I have an access rule on my asa5510 that permits 'full internet' for those members of that group (me included) and works fine.
For some reason I have a DHCP PC that is also gaining full internet access (they are not in this group), but for every other PC access is being blocked. The ones that are being blocked are what I would expect.
I also have a rule that permits TCP ftp (21) and TCP SSH sftp (22) with the sftp working fine for said working user.
I've checked the logging using a test pc and see for following deny 'Deny'
|4||Jul 15 2011||09:45:42||106023||10.0.0.76||1077||188.8.131.52||80||Deny tcp src inside:10.0.0.76/1077 dst outside:184.108.40.206/80 by access-group "inside_access_in" [0x565b3da1, 0x0]|
I can see no NAT or Access rule that explains why one DHCP PC has full access and another nothing?
which version do you run on the ASA and what is defined in access-lists "inside_access_in". Also would be great to know on which interface you put this ACL and where the traffic is initated.
I beleive this is a configuration issue. May be it would be great if you could send me the "show run" output by email and I can check it for you.
We need to check which interface has the ACL, what is the security number, what the ACL contains and how it is related by the traffic.
You also have the option to run the packet-tracer which will show you where in the config is the problem.
I checked your config and it is a basic configuration issue. Your ACL is simply deny the traffic. for the example above what you give us this line is denying:
access-group inside_access_in in interface inside
access-list inside_access_in extended deny ip InternalNetwork 255.255.255.0 any
You can use the packet tracer feature to check which line not let the traffic:
"packet-tracer input inside tcp 10.0.0.76 2134 220.127.116.11 80 det"
I'm looking at the ACL Manager now for the "inside_access_in" and can see the rule permitting ftp.
Source = InternalNetwork
Destination = any
Service = ftp/ftp-data
Action = permit
I just ran the Packet Tracer using Interface = inside, packet type = tcp and set the source as an internal ip and the destination to the ftp, all passed.
When I swapped the source and destination around and set to outside it failed on our outside rule (incoming) which I guess is where the problem is, any, any IP, deny?
please note that the order is very important. Indeed you have that rule, but the deny is at first.

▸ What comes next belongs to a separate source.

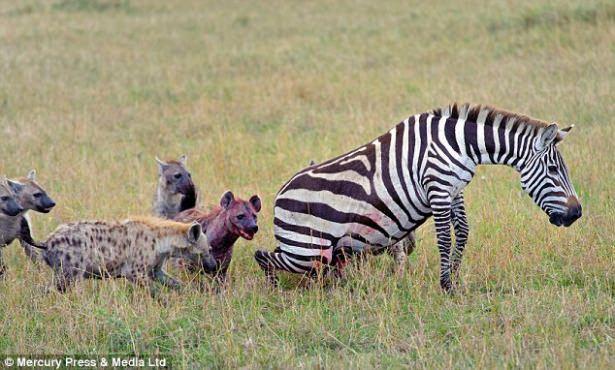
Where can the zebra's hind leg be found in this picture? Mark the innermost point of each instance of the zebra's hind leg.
(459, 220)
(269, 261)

access-list inside_access_in line 17 extended deny ip InternalNetwork 255.255.255.0 any <-- this will drop the packet
access-list inside_access_in line 20 extended permit tcp InternalNetwork 255.255.255.0 any eq ftp
If you change the source and destination it means you changing the way where the connection initiated. It means when you tried you simulated that FTP server initiate a connection to your internal host. If you want this you have to allow the traffic by acl and nat rules.
I recommend to read this documentation, it explaines the configuration and troubleshoot of ACLs.

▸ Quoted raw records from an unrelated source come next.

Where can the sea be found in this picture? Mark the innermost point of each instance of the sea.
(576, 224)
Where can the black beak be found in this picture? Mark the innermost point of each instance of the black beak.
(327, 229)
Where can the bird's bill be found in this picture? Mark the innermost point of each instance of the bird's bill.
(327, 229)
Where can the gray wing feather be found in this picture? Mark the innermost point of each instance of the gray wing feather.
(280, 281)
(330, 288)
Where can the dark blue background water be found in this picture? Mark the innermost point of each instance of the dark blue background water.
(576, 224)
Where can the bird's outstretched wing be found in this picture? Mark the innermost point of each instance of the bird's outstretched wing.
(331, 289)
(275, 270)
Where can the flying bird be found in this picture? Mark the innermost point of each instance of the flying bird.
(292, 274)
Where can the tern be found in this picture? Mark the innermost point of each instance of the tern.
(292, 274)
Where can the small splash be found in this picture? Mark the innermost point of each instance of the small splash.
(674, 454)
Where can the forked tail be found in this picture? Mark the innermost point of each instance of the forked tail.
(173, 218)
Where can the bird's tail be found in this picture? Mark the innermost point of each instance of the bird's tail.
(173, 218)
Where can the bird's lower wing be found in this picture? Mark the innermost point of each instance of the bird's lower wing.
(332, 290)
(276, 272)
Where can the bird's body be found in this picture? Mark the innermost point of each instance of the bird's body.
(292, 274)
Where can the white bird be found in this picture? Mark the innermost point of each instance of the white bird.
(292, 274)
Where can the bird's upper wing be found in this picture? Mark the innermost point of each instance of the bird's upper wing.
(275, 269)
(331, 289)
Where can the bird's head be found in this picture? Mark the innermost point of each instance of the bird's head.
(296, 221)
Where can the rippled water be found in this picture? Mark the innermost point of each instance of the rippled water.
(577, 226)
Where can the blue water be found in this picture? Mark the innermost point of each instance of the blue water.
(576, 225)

Yes, I'm aware that the order is important, especially if a deny is executed before a permit.
Though line 11 = access-list inside_access_in extended permit tcp InternalNetwork 255.255.255.0 any eq ftp
and line 22 = access-list inside_access_in extended deny ip InternalNetwork 255.255.255.0 any
The above suggests it should be fine.
If I replace the ftp for http, browsing the Internet works.
I simply the replaced the source/destination to test the packet transfer route.
When I run the packet tracer, nothing fails.
That's for the reading tips but unless the logic makes sense, reading isn't going to help me and from what I see in the GUI, it's not tallying.
On another note, I can clearly see ACL rule within inside_access_in relating to a permet ftp, but this is not showing in the running config. I also set an any, any which worked one minute and then failed.